Oregon Wine Country: Behind Every Bottle A Place And A Face

Portland, Oregon, will host the 5th Annual Wine Bloggers Conference August 17-19. Once again a tasting team from Toledo Wines and Vines will be there to visit wineries, sample new wines and report on the festivities. Here a brief snapshot of the wonderful wine region of Oregon.

Stu Seeger
Rolling Oregon vineyards between Dundee and Newberg. Photo by Stu Seeger.
In 1979 at a Paris tasting with entries from more than 330 countries, the 1975 Eyrie Pinot Noir took a top 10 finish. In a follow-up match the next year, it came in second place – and less than a point behind – the 1959 Drouhin Chambolie-Musigny. This was an astounding international achievement. Since that time Pinot Noir has been Oregon’s flagship wine.

Although there is much more than Pinot Noir in Oregon, it certainly is king.

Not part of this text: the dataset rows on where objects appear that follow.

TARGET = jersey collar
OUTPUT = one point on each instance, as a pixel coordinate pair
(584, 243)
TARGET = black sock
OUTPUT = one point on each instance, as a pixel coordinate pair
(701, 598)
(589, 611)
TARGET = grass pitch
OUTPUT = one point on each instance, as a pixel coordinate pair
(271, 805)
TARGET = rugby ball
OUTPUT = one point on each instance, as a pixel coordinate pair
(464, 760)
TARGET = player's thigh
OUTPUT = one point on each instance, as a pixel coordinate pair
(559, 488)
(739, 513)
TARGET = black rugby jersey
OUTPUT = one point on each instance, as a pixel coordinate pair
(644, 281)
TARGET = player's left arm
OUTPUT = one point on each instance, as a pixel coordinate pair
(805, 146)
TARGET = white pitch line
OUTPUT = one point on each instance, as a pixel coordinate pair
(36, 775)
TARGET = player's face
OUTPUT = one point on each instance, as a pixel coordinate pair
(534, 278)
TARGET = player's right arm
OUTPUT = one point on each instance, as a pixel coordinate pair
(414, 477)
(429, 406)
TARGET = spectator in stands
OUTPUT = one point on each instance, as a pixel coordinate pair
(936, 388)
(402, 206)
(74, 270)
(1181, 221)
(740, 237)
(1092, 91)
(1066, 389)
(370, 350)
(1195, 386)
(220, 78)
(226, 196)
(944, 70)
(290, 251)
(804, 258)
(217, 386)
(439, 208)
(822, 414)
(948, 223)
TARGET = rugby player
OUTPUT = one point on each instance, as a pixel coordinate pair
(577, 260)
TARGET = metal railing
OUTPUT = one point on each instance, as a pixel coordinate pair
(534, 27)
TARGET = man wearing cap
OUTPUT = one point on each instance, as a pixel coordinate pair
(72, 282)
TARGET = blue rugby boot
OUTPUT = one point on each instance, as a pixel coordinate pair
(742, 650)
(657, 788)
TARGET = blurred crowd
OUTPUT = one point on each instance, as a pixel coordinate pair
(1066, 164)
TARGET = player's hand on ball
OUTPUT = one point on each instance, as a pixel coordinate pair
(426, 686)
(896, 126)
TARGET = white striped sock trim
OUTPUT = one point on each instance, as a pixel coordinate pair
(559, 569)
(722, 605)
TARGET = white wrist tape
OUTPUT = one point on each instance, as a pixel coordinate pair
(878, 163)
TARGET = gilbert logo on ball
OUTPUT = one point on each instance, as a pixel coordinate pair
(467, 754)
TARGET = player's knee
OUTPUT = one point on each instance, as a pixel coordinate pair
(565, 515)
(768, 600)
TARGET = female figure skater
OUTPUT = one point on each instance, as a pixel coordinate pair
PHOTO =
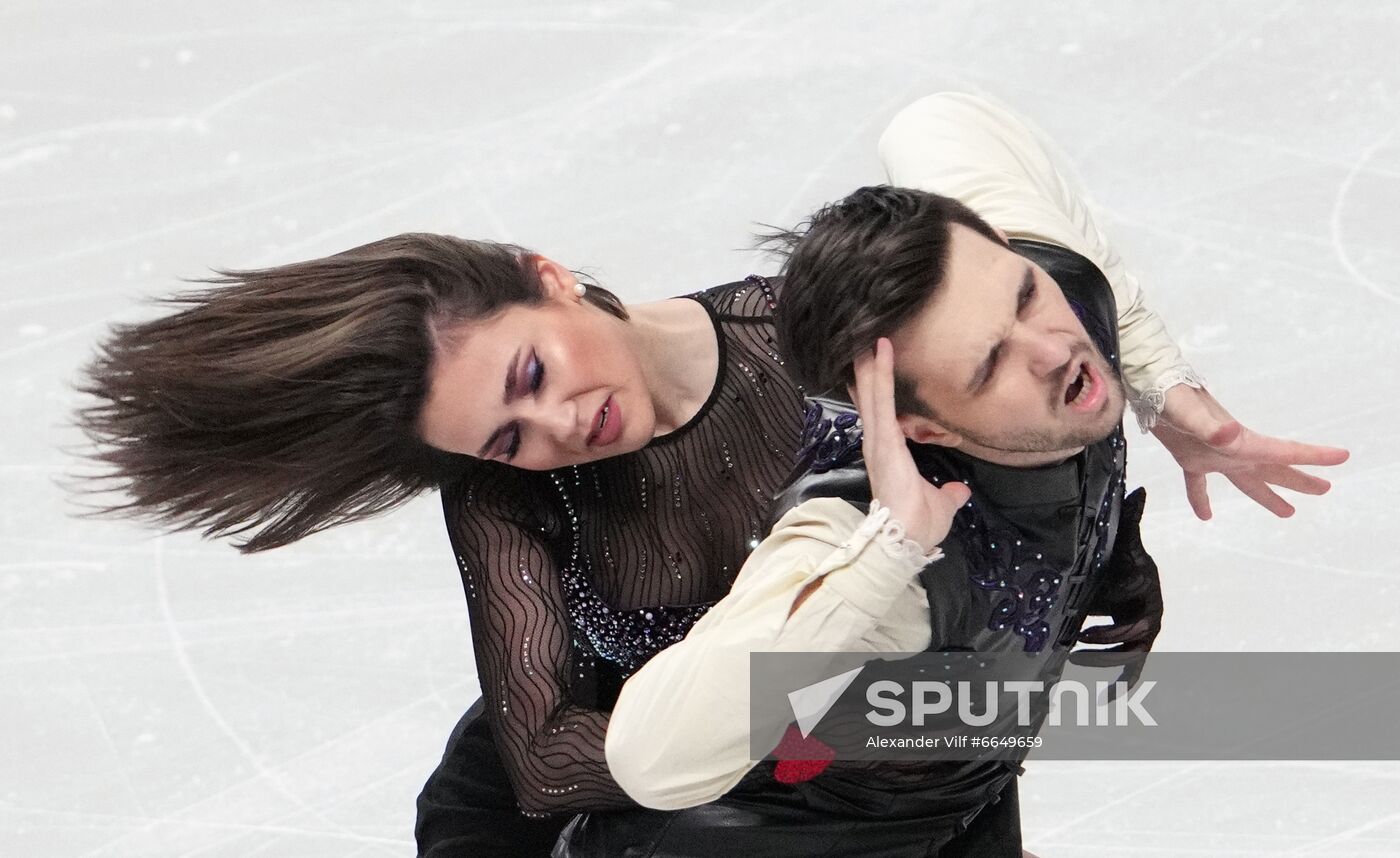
(604, 469)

There are 12,560 acres of Pinot Noir planted in Oregon, more than four times the amount of the second most popular grape (which is Oregon’s “other Pinot,” Pinot Gris). Lesser amounts of Chardonnay, Riesling and Cabernet Sauvignon are also planted.

Oregon’s Pinot Gris is often been compared to that made in Alsace. It is medium-bodied, yellow to copper in color, crisp with full fruit flavors.
Don Hankins
King Estate Winery. Photo by Don Hankin.

Countless millennia of volcanic eruptions and cataclysmic glacial action have blessed Oregon with some of the finest soil on earth. The rugged, alluring terrain attracts adventurous winegrowers who create artisan wines featuring fresh fruit flavors and lively acidity.

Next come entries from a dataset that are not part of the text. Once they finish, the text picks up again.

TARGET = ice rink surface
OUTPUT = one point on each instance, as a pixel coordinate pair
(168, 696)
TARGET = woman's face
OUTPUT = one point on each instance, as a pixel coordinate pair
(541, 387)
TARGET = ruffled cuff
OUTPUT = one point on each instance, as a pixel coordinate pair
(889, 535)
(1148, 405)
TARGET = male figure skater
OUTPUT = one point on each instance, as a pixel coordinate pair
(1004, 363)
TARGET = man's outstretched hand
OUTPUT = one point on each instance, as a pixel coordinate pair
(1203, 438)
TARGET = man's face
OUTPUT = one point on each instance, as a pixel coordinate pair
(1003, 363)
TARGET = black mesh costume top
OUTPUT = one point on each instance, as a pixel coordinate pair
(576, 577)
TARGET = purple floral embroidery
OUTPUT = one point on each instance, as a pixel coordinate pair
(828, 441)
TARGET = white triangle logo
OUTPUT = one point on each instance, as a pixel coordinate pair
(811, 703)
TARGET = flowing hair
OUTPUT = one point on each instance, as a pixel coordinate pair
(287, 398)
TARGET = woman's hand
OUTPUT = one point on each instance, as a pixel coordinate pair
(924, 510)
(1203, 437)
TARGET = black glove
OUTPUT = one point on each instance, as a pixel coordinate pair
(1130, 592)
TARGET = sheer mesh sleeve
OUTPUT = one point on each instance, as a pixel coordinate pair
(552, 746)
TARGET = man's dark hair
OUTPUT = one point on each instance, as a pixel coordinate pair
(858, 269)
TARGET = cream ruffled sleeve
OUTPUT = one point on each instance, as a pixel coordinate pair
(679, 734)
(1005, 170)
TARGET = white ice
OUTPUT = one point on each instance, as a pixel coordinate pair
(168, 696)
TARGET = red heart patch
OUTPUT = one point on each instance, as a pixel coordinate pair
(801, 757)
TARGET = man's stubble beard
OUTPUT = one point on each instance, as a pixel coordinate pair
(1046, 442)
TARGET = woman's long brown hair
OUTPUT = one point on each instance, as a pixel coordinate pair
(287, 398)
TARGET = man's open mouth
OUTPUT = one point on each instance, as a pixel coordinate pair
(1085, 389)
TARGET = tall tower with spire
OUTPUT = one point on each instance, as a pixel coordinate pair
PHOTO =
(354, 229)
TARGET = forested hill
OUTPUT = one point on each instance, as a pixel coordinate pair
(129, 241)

The vineyards are planted in small pockets to take advantage of the best micro-climates. There are enough of these pockets to make Oregon the fourth largest producer of wine in the U.S.

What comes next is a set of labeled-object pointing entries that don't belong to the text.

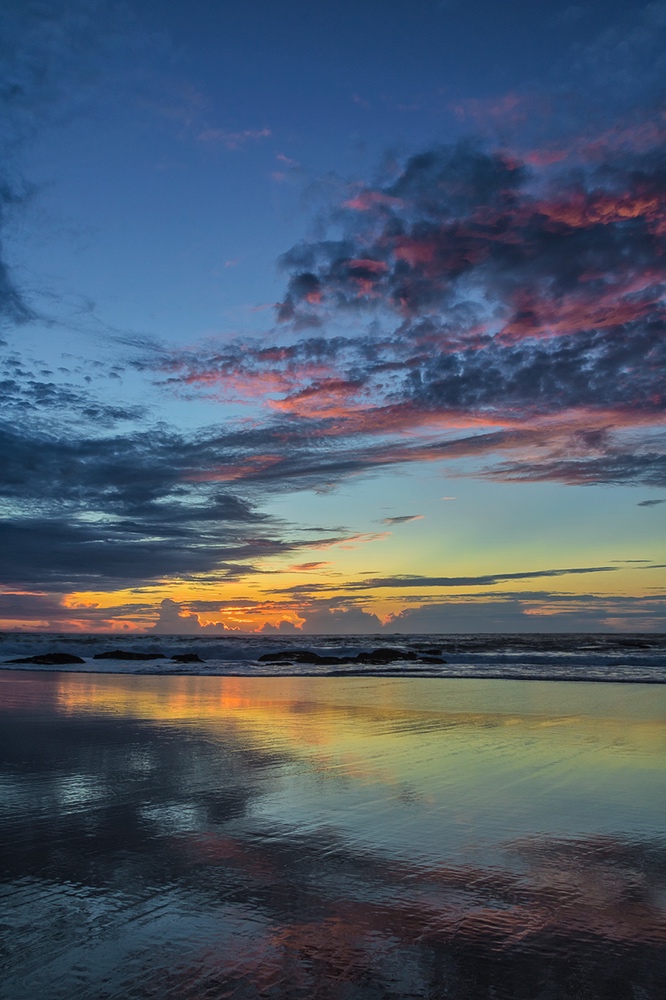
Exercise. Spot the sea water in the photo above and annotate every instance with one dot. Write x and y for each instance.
(555, 656)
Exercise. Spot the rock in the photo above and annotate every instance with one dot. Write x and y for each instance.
(122, 654)
(298, 656)
(49, 659)
(384, 655)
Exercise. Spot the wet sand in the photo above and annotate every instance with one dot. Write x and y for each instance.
(193, 837)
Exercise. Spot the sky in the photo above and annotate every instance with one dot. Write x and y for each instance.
(334, 317)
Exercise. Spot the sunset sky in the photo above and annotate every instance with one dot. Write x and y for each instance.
(332, 317)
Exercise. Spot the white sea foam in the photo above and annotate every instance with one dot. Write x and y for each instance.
(638, 657)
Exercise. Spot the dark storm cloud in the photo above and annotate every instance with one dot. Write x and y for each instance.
(118, 511)
(497, 294)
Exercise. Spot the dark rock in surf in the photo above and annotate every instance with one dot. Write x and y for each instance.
(382, 656)
(291, 656)
(49, 659)
(125, 654)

Oregon has 16 American Viticultural Areas (AVA): Columbia Valley, Umpqua Valley, Walla Walla Valley, Willamette Valley, Rogue Valley, Applegate Valley, Columbia Gorge, Dundee Hills, Yamhill-Carlton District, Southern Oregon, McMinnville, Ribbon Ridge, Red Hill Douglas County, Eola-Amity Hills, Chehalem Mountains, and Snake River Valley.

The Columbia Gorge and Walla Walla Valley include parts of Washington State while the Snake River Valley is principally in Idaho.

The three main wine regions are:

Willamette Valley: Located just south of Portland and home to approximately 70 percent of Oregon’s wineries.  It is the largest and most important region. This fertile river valley produces primarily Pinot Noir, Pinot Gris, Chardonnay and Riesling.

Umpqua Valley: Located in the southwestern area of Oregon. It is the site of Oregon’s first winery, Hillcrest Vineyard. The warm climate here produces outstanding red wines including Pinot Noir and Cabernet Sauvignon. Also produced are Chardonnay, Riesling and Sauvignon Blanc.

Rogue Valley: Located in the southern part of the state just above the California border. The warm weather is well suited to growing red grapes such as Merlot. Also produced are Cabernet Franc, Cabernet Sauvignon and Semillon.

The wines of Oregon are impressive and food-friendly. Unlike some other states, if a grape variety is named on the label of an Oregon wine, 90 percent of that wine must be made from that variety. Other states require only 75 percent. (One exception to this rule is Cabernet Sauvignon, which only needs to contain 75 percent.)

Oregon offers a diverse and bountiful landscape with handcrafted, exquisite wines.